In today's global economy, what happens with the euro dollar has an effect on our economy too. A recent publication examined contrasting theories of what could happen in Europe. The main objective of the European Union agreement on fiscal and budgetary coordination is to ensure the survival of the euro, and more broadly bolster Europe's economic outlook.
It's become clear, however, that the goal has not been attained, and that the currency has won a short-term respite at best.
With the monetary chaos and European debt crisis still looming large and posing troubling questions, it would be unwise to ignore hypotheses now arising about what might happen if certain countries dropped out of the euro zone-or if the entire currency imploded. While that is still very much "what if" theorizing at this point, such a potential crisis is worth examining, if only to identify signs of what may await if things continue to deteriorate.
The New York Times recently envisioned the scenario if Greece -the most weakened and vulnerable economy on the continent- were to make a return to the drachma: bank runs, freezes on moving capital abroad, surging unemployment, rising prices and falling currency values, government default, isolation from international creditors and markets, and the sort of social and economic trauma and ruin associated with the Great Depression-or worse. "As the country descends into chaos," the Times imagines, "the military seizes control of the government."
Of course, the Times, isn't saying a military coup is in the cards-just noting it wouldn't be an impossible turn of events if things keep going wrong. But the mere evocation of armed forces taking over a European Union country helps highlight the likely peril. Such scenarios (multiple departures from the euro, the collapse of the currency) used to be considered outlandish. The fact they're now being seriously pondered means a whole array of related consequences once also viewed as unthinkable are on the planning boards. In other words, if things get much worse for Europe, they risk getting really bad, very rapidly.
The Times piece doesn't get carried away in nightmare mode, however. Instead it sounds out experts more generally on how things could go wrong and the wheels may come off euro zone economies (if they come off).
In another report, experts at Paris think-tank Institut Montaigne explored the impacts of France being stripped of the euro in favor of the franc and come to the same dismal euro-less destination: a French economy in which as much as 19% of GNP would be destroyed in the space of a decade; and job losses would immediately mount into the hundreds of thousands, before creeping over the million mark towards the end of the first post-euro year.
Ironically, the demise (or in this case, spurning) of the euro would in no way resolve the key factor underlying the crisis, the institute's experts say: France's current debt of around 85%, they predict, would shoot to 118% under the effects of currency devaluation, were the euro to be scrapped and the franc re-introduced.

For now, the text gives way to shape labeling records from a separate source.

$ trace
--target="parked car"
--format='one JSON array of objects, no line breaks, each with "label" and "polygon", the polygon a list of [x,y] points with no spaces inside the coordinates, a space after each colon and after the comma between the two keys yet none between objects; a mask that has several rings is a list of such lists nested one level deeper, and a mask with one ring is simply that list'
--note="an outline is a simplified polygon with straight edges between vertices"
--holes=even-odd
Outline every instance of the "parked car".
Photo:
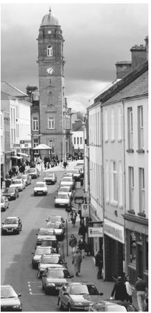
[{"label": "parked car", "polygon": [[44,175],[44,181],[46,182],[47,185],[55,184],[57,182],[57,176],[54,172],[47,172]]},{"label": "parked car", "polygon": [[51,255],[51,249],[50,247],[42,247],[37,246],[34,251],[31,252],[33,255],[32,259],[33,268],[37,268],[38,263],[42,255]]},{"label": "parked car", "polygon": [[48,267],[42,274],[42,289],[46,294],[58,294],[62,284],[72,277],[66,267]]},{"label": "parked car", "polygon": [[42,247],[50,247],[52,253],[58,253],[60,246],[55,235],[52,235],[49,238],[43,238],[42,240]]},{"label": "parked car", "polygon": [[3,211],[6,211],[6,209],[9,207],[9,202],[5,195],[1,196],[1,210]]},{"label": "parked car", "polygon": [[64,187],[60,187],[57,192],[58,194],[60,193],[67,193],[71,199],[72,198],[72,189],[69,186],[64,186]]},{"label": "parked car", "polygon": [[112,307],[114,307],[114,311],[122,312],[121,306],[125,308],[125,311],[137,312],[132,304],[127,301],[120,300],[100,300],[89,306],[89,312],[112,312]]},{"label": "parked car", "polygon": [[71,198],[68,193],[57,193],[55,200],[55,207],[71,207]]},{"label": "parked car", "polygon": [[13,187],[14,186],[17,188],[19,191],[22,191],[23,189],[25,189],[26,187],[26,184],[24,182],[23,179],[21,179],[21,178],[12,179],[10,188]]},{"label": "parked car", "polygon": [[60,182],[60,187],[62,187],[63,186],[69,186],[71,188],[73,188],[74,181],[73,180],[71,176],[65,176],[62,179],[62,181]]},{"label": "parked car", "polygon": [[100,300],[100,296],[92,283],[66,282],[60,289],[58,305],[68,311],[88,311],[90,304]]},{"label": "parked car", "polygon": [[32,178],[30,175],[28,175],[28,174],[23,174],[21,175],[21,178],[24,182],[26,186],[30,185],[32,182]]},{"label": "parked car", "polygon": [[41,246],[44,238],[51,238],[52,235],[55,235],[55,232],[53,228],[39,228],[36,234],[37,235],[36,244],[37,246]]},{"label": "parked car", "polygon": [[22,304],[19,297],[21,294],[17,294],[10,284],[1,285],[1,311],[22,311]]},{"label": "parked car", "polygon": [[37,168],[28,168],[26,173],[31,176],[31,178],[37,178],[39,176],[39,171]]},{"label": "parked car", "polygon": [[15,187],[6,188],[3,192],[3,195],[7,197],[8,200],[16,199],[19,198],[19,191],[18,188]]},{"label": "parked car", "polygon": [[44,271],[50,264],[64,264],[63,259],[60,255],[55,253],[49,255],[43,255],[38,264],[38,278],[41,278]]},{"label": "parked car", "polygon": [[2,235],[12,232],[19,234],[22,230],[22,223],[19,217],[7,217],[2,225]]},{"label": "parked car", "polygon": [[34,195],[42,194],[46,195],[48,187],[45,182],[37,182],[34,187]]}]

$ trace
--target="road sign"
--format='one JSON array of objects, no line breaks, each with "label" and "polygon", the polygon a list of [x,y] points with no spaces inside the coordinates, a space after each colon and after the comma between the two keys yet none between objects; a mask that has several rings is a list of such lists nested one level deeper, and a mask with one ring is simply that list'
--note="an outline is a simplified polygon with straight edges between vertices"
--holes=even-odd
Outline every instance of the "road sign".
[{"label": "road sign", "polygon": [[89,237],[103,237],[103,227],[88,227]]}]

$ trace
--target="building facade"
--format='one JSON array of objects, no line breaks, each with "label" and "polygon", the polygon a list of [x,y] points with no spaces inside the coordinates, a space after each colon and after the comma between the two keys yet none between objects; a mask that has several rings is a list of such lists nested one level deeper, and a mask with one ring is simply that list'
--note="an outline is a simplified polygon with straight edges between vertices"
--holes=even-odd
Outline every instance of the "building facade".
[{"label": "building facade", "polygon": [[[52,14],[51,9],[42,19],[37,40],[39,143],[52,147],[59,159],[66,159],[66,149],[71,139],[69,139],[69,131],[66,134],[64,128],[64,113],[66,113],[63,54],[64,40],[57,19]],[[66,143],[67,138],[69,145]]]}]

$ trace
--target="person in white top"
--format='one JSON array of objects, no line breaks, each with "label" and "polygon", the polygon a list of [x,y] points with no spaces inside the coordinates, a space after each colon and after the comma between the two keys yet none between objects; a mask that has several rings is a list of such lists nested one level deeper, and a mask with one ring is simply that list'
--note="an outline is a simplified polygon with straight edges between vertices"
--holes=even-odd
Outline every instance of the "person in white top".
[{"label": "person in white top", "polygon": [[130,282],[130,276],[126,276],[125,284],[126,287],[126,291],[127,294],[127,300],[130,303],[132,303],[132,293],[134,288],[132,287],[132,284]]}]

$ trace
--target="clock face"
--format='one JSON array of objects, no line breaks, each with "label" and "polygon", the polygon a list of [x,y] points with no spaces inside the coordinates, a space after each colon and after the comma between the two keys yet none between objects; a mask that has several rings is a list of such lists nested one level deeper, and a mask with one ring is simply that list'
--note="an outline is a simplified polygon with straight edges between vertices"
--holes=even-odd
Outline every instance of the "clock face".
[{"label": "clock face", "polygon": [[53,75],[53,73],[54,72],[54,70],[53,67],[48,67],[46,69],[46,72],[47,74],[48,74],[49,75]]}]

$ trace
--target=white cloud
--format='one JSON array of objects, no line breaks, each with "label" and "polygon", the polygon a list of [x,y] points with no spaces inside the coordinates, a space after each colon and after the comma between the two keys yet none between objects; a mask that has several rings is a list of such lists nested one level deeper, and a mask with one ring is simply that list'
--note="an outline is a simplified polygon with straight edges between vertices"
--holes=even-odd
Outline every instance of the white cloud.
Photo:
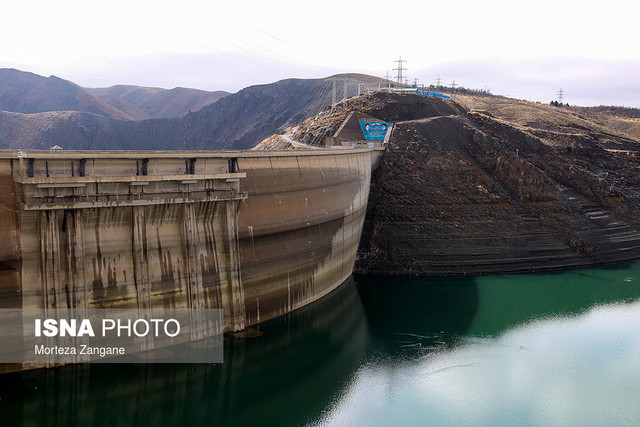
[{"label": "white cloud", "polygon": [[[399,7],[377,0],[25,0],[3,7],[3,15],[10,18],[0,26],[0,37],[11,43],[3,45],[0,65],[72,80],[71,76],[92,74],[94,83],[90,78],[81,82],[89,86],[106,81],[140,84],[144,69],[145,79],[156,86],[198,84],[203,89],[237,90],[278,78],[332,72],[383,76],[393,73],[393,61],[402,55],[411,80],[431,83],[435,75],[422,71],[437,73],[439,68],[444,74],[455,68],[460,77],[452,73],[450,80],[489,85],[494,92],[500,87],[501,92],[526,98],[523,94],[528,92],[553,94],[569,82],[580,91],[593,87],[593,82],[608,87],[607,82],[621,73],[629,74],[633,86],[637,77],[629,70],[593,67],[584,61],[559,68],[550,59],[637,65],[640,27],[630,7],[621,0],[606,5],[460,0]],[[188,59],[182,64],[167,60],[179,57]],[[498,72],[482,70],[492,62],[502,64]],[[125,63],[131,66],[122,67]],[[145,66],[149,63],[156,69]],[[515,66],[509,72],[509,63],[531,66]],[[475,83],[474,69],[496,78]],[[105,78],[110,75],[120,80]],[[548,82],[549,88],[528,88],[529,81]],[[606,103],[638,105],[622,90],[601,92],[573,95],[575,102],[597,96]],[[548,96],[541,94],[543,98]]]}]

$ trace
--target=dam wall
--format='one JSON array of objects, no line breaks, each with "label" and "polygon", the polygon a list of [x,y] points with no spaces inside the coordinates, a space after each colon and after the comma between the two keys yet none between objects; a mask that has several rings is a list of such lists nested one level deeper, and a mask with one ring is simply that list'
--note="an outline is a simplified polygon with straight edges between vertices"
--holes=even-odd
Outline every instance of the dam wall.
[{"label": "dam wall", "polygon": [[373,150],[4,152],[0,304],[222,308],[238,331],[352,273]]}]

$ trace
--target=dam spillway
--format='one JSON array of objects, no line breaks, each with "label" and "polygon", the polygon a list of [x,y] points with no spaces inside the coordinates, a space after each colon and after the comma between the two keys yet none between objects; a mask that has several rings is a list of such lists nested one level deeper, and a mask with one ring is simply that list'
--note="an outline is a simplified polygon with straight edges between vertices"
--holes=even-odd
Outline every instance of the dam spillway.
[{"label": "dam spillway", "polygon": [[377,154],[0,153],[0,307],[295,310],[352,273]]}]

That's all pretty bleak - though some observers insist there may be a silver lining in the current black cloud of crisis. French researcher Emmanuel Todd argues that though the implosion of the euro would produce a period of economic pain, panic, and instability, he says that shock wouldn't last as long as some predict (18, maybe 24 months), before companies and governments picked up and moved on. And because many euro countries would be starting anew after having brushed off huge amounts of debt through various degrees of default, Todd argues the post-euro economies could be re-constructed on more solid fiscal foundations.
Another consequence of such default, Todd says, would be freeing economies and governments from control of what he calls the "oligarchy" of mega-rich investors whose fortunes and interests drive and shape bond markets - and whose gain through safe government securities have influenced political leaders into building up huge public debt in the first place. Another benefit for European nations, Todd says, would be throwing off the domination of Germany, which he describes as dysfunctionally psycho-rigid, and so focused on its own national interests that it no longer cares about ruining its euro partners. Burning the rot from a teetering house, Todd suggests, will be hard and grim work, but at least leave enough of a sanitized structure to rebuild from.
An unabashed leftist who switched his early opposition to the euro to more recent resignation that the useful and beneficial currency is probably doomed, Todd is no ideology-blinded seer of capitalistic disaster. His 1976 book, "The Final Fall", used demographic and economic data to predict the collapse of the Soviet Union almost to the year, and he has since written studies across a variety of sociological disciplines to accurately forecast (and explain) major developments in Europe. It's for that reason few people in France are willing to write off Todd's warnings that recent socio-political events make very real the possibility that authoritarian forces may seek or take power in Italy, Greece, Portugal, Spain, and perhaps elsewhere in Europe, particularly if E.U. turmoil results in monetary and economic failure.